Violet Park Sneddon from Manchester who died the year before last on September 8th aged 73.
Fat Girls and Plump Humpers starring Jenny Park, Violet and Tia Lorene, which I would have had a look at if I wasn’t in the library where they have a block on that sort of thing.
Violet Mary Park from Maidstone, April 19th, age 57 (not dead).
Violet Park, Indiana, a garden centre from the company that also owns Consider the Lilies in Wellfleet, Massachusetts.
Violet Park Barker from Blair Gowrie in Scotland (1913-1978).
Violet’s Rubber Stamp Inn at Ventura, California – accessories and lectures.
Orlando Park, a writer, stunt actor and horse trainer based at Violet Farm in New Zealand.
Three Dimensional Dementia, which was about time travel or memory or something. I didn’t get it.
Violet Park, 1927-2002, a pianist on the Tasmanian Significant Women website.
Bingo.
The Tasmanian Significant Women website is proud of Violet Park in a big way.
My mum’s friend Belinda lived in Tasmania when she was a little kid and she says one of the few things she can remember is that her horse-riding teacher had a black moustache and orange lipstick and was a woman. There are no hairy ladies on the website, but there is a black and white picture of Violet, aged 26, like a movie studio shot.
Violet when she was young and alive.
She’s looking down and slightly to the side like a lot of those pictures, and she has this fine, slightly hooked nose in profile and long long eyelashes, and her face is all powdered with hard shadows and it looks like cold poreless clay. Her hair is that style that loads of old ladies have now because it was fashionable when they were young, sort of curled in towards her face and touching her collar and parted at the side, like you can tell she had it in curlers for the picture.
She’s not as pretty as I hoped, but she is striking. Even on the computer printout that’s still on my wall, which is rubbish quality, all grainy and grey, she’s got something you want to keep looking at.
Violet was a concert pianist from Hobart, Tasmania, and she lived in Australia and Singapore and Los Angeles and London.
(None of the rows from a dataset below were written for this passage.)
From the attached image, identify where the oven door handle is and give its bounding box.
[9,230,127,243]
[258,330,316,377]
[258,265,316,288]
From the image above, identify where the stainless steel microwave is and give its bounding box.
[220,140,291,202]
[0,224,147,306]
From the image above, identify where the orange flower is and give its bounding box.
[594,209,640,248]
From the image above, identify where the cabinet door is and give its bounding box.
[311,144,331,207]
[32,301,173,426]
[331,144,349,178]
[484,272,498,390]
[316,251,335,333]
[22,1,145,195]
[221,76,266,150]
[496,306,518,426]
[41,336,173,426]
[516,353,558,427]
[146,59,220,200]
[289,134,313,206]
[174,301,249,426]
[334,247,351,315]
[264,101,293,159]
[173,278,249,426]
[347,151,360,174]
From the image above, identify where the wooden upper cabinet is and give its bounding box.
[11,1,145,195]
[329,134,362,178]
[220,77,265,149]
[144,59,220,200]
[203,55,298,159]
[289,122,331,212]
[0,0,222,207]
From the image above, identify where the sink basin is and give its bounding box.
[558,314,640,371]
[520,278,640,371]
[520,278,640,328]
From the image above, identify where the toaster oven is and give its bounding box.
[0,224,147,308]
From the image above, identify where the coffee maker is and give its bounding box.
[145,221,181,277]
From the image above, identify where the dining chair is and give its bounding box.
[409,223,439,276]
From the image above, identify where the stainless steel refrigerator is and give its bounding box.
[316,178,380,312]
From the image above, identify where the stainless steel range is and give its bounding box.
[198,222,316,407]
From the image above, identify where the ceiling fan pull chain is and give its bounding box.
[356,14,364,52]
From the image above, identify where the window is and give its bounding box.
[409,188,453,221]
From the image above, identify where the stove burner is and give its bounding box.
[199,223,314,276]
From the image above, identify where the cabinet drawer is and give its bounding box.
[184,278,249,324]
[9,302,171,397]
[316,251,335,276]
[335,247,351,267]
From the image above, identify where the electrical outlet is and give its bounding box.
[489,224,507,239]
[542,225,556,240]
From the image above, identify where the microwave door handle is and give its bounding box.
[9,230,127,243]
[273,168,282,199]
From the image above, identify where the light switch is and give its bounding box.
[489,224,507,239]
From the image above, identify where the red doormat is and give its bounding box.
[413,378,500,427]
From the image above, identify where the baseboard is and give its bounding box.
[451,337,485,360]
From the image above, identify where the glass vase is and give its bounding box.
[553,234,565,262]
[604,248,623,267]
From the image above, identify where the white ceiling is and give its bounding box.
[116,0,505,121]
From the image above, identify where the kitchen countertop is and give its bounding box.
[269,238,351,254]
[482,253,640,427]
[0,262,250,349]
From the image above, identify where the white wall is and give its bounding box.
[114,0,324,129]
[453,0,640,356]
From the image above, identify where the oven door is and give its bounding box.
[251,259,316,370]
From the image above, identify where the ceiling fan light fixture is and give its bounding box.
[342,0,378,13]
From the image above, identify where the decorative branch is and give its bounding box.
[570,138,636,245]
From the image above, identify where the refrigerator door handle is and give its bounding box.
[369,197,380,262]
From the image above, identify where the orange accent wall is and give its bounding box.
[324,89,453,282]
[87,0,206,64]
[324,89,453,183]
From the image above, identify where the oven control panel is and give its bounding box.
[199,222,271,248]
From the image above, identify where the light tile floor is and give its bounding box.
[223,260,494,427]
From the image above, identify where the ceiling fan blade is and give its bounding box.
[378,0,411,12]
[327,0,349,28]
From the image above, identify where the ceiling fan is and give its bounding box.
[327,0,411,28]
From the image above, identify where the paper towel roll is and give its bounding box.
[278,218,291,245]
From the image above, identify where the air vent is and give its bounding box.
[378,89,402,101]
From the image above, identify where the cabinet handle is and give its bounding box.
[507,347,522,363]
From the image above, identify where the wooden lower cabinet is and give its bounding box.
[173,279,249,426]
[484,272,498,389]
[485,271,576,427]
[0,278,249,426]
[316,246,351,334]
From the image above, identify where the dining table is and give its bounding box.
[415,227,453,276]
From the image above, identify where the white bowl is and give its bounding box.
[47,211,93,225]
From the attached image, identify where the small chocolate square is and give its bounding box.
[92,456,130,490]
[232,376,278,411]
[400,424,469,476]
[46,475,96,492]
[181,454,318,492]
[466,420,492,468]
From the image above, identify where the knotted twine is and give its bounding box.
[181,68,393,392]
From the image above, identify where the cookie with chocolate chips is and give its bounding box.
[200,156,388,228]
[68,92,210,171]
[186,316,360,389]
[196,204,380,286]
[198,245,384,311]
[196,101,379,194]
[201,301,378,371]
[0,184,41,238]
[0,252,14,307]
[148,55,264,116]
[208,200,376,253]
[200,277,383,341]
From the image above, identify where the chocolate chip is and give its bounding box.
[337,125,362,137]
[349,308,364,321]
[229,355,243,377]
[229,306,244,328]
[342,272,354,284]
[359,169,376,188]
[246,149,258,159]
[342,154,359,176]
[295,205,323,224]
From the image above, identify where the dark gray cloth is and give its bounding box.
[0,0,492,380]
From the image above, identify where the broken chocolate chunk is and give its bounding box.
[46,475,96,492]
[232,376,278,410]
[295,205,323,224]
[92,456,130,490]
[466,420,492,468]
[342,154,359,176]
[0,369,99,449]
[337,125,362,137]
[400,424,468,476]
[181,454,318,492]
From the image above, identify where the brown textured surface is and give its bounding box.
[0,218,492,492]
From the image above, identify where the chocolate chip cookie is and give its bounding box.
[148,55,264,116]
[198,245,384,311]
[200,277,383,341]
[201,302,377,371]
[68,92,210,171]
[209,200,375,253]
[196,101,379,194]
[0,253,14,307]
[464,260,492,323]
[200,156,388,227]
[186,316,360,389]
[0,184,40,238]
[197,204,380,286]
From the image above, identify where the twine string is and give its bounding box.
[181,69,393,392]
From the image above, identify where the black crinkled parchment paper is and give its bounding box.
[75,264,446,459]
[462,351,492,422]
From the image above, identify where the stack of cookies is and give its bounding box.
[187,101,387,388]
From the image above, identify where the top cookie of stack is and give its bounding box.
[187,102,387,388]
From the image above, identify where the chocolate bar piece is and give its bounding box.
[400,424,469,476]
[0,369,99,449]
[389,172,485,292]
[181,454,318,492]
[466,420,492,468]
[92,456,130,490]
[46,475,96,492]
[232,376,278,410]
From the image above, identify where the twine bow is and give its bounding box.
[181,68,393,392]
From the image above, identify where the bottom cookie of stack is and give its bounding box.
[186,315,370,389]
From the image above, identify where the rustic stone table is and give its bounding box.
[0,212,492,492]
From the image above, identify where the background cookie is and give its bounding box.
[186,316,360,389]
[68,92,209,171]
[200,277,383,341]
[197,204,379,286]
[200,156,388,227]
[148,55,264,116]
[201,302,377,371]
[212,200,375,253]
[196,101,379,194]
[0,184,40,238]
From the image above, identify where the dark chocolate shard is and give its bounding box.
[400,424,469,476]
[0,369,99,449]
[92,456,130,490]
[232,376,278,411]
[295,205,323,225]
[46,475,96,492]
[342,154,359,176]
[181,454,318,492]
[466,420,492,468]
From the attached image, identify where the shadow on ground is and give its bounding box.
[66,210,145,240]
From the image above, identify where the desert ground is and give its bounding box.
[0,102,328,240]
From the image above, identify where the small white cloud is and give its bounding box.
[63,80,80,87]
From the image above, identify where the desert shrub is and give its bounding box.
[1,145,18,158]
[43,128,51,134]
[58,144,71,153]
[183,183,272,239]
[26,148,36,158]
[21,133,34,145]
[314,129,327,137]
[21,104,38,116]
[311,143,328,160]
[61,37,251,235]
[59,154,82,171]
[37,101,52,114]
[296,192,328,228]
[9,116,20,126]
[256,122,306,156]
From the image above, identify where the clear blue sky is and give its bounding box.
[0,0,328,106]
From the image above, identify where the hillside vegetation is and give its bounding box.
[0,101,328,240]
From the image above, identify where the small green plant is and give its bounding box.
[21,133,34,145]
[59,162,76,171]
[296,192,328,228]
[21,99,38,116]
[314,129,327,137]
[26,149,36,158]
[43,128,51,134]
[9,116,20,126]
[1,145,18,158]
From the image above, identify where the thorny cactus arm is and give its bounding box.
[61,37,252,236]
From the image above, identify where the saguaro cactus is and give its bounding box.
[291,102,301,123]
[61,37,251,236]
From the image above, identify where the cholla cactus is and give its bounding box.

She got into the movies because she met someone at a party who was making a film about a deranged pianist, and the actress who was playing the pianist couldn’t play a note. Violet’s hands are actually in this movie. It’s called The Final Veil and it’s pretty dated, but her hands fly up and down the keys like little birds.
She’s in a lot of movies from that time, or rather her piano playing is. I borrowed some from the good video shop in Camden. People say “heppy” in them instead of happy, and pronounce their r’s and t’s and s’s, even in the middle of some emotional crisis. Films with names like Cruel Encounter and The Flower Girl and Where have all the Good Men Gone?
I took them round to Pansy and Norman’s so Violet could see them. Pansy loved it, she drew the curtains and turned the phone off (not that it rings much) and she sat on the sofa with Norman and said it was a trip down memory lane, just like the Roxy. Then she giggled like a schoolgirl, which I took to mean that her and Norm had done a bit of something in the back row but I didn’t ask. Every time the piano music surged in on things Pansy looked at Violet’s urn on the mantelpiece and nodded her approval. I could see she was getting used to having her around. It was heart warming, really.